Many manufacturers offer networking capabilities, as well. Some instruments can be controlled remotely through an Ethernet connection. Some can be networked together—which is especially useful for higher-throughput applications—and all controlled from a single instrument or from a PC. And at least two systems—the Agilent Technologies SureCycler 8800 and Life Technologies’ ProFlex—offer the ability to monitor the instrument wirelessly using a smart-phone app.
Final considerations
Some users are looking to do “fast PCR,” and some manufacturers tout their instrument’s ability to facilitate this. But the speed at which PCR can be performed is as much a function of the enzyme and plasticware as it is the instrumentation, points out Ossian Saris, an application specialist at Thermo Fisher Scientific. In addition to rapid ramp rates, Thermo’s Piko thermocyclers use dedicated tubes and plates with ultrathin walls that transfer heat more rapidly between the block and the sample.
Saris notes that a unit’s footprint and the noise the instrument makes also can be issues for already crowded labs.
A relationship with a vendor, too, can be an important criterion in deciding on a purchase.

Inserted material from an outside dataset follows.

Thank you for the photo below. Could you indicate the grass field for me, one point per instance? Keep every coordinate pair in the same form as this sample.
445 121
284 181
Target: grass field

Erin O’Leary-Jepsen, managing director of the molecular research core at Idaho State University, says she will be purchasing a new instrument this month from Bio-Rad, adding to the two MJ Research (now Bio-Rad) instruments her facility currently has. She relates the reason for selecting Bio-Rad to Biocompare in an email: “Vendor – reputation, customer service, instrument quality and reliability, sales rep’s willingness to listen to our needs and negotiate the best price for us, warranty/service contract – this is huge for us, as a longer warranty period postpones the need to purchase annual service contracts.”